The book is easy to read, the concepts clear, and the discussion ample. But the details are few; the ideas seem pretty well established so if you are following this stuff not much new here. Overall Jeffrey Wood the editor from SAP did a nice job of walking the line between getting the company’s message out through thought leaders who are able to express themselves.
The fact that this book will get a market push, primarily with business execs means that its one that you should be aware of because people are going to ask about business network transformation – particularly if you have SAP.
- The book’s chapters are with real thought leaders and academics who are sharing their ideas presented in a BNT context.
- The book provides a comprehensive discussion of BNT from a strategy, IT, operations, measurement and innovation perspectives. This is not a one trick book.
- The individual chapter authors do a fairly good job of not repeating each other or contradicting each other, so it reads as a book about a single subject.

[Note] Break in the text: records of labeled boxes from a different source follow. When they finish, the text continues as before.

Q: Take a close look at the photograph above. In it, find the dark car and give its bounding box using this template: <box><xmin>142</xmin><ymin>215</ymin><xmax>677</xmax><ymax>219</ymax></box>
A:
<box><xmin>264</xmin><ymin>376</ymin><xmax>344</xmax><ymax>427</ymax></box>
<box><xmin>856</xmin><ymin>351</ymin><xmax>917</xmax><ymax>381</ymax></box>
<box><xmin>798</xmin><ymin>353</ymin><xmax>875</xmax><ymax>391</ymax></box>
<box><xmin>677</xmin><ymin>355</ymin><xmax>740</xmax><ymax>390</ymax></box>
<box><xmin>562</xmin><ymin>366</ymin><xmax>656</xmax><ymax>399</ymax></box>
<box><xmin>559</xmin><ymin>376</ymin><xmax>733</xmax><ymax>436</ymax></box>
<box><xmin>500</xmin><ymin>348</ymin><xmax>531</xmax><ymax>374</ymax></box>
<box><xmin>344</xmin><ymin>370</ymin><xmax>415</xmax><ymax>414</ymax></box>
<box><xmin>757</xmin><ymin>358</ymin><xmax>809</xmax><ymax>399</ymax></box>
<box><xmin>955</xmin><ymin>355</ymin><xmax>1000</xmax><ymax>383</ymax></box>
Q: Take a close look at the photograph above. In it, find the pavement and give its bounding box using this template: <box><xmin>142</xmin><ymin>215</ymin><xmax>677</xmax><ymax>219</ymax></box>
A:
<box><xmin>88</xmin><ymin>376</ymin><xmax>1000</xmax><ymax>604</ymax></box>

- The books chapters have been written to order – the idea of BNT – to varying degrees. This seems to be the idea that SAP is getting behind so because they are behind it the authors are at a minimum saluting the idea – this robs the reader of some deep discussion and analysis of the merit and pitfalls of the ideas behind BNT.
- There is little to no treatment of the finances and financial governance of these approaches. One of the things holding BNT’s back is how we account for them, particularly in a services environment. The book is largely and surprisingly silent on this point.
- There is much discussion and very little detail in the chapters about actual experiences, what works and what does not work. The authors seem to be at least one or two degrees removed from the actual case experience or the experience is a few years old.
The move to business networks is not particularly new. The discussion of them has been going on for some time and this book makes a valuable contribution to the discussion with 11 chapters focusing on different aspects of business networks. The chapters are:
1. Transforming your business network (Philip Lay and Geoffrey Moore) – a general introduction into the idea and an attempt to brand BNT as a business term.
2. Business Network Transformation IN action (Marco Iansiti and Ross Sullivan) – a discussion of the BNT ideas in general with surprisingly general case studies. This is a repeat of Iansiti’s Keystone Advantage HBR 2004.
3. Creating superior customer value in a connected world (Sawhney and Gulati) – provides a comprehensive but conservative view on BNTs.
4. Shrinking core, expanding periphery: the relationship architecture of high-performing organizations (Gulati and Kletter) is a reprint of a California Management Review 2005 article which provides some helpful frameworks for thinking about the different stages. But, it’s a little dated particularly if you have been following research in the area.
5. Product leadership in a network era (Venkatraman) – provides a logical and complete description of the product opportunities, but again nothing earth shattering here.
6. Driving collaborating success in global process networks (Hagel III, Seely Broun, Kasthururangan) features some good case studies on Li & Fung and other companies. This chapter is probably the best of the book.
7. Operational excellence: the new lever for profitability and competitive advantage in a networked world (Russell) – perhaps the worst chapter in the book as it is an extended info-mercial for the balanced scorecard and strategy maps.
8. Constructing and managing innovation in business networks (Chesbrough) a good chapter that rehashes the author’s concepts about open innovation. I would suggest the book as being better.
9. Value of trust in business networks (Dyer) – a good discussion of the issue of trust in the automobile industry which is highly networked.
10. The role of IT in business network transformation (McAfee) – the discussion is a little overly simplistic regarding the use of IT in creating networks and the examples are more seasoned (older) The author quickly moves to his definition of Enterprise 2.0 and does not provide much guidance.
11. Road map to transform your business network (Lay and Moore) — Exactly the type of wrap-up chapter you would expect complete with a maturity model for BNT that requires a full suite of ERP tools. I am sure you will see in consulting and other presentations.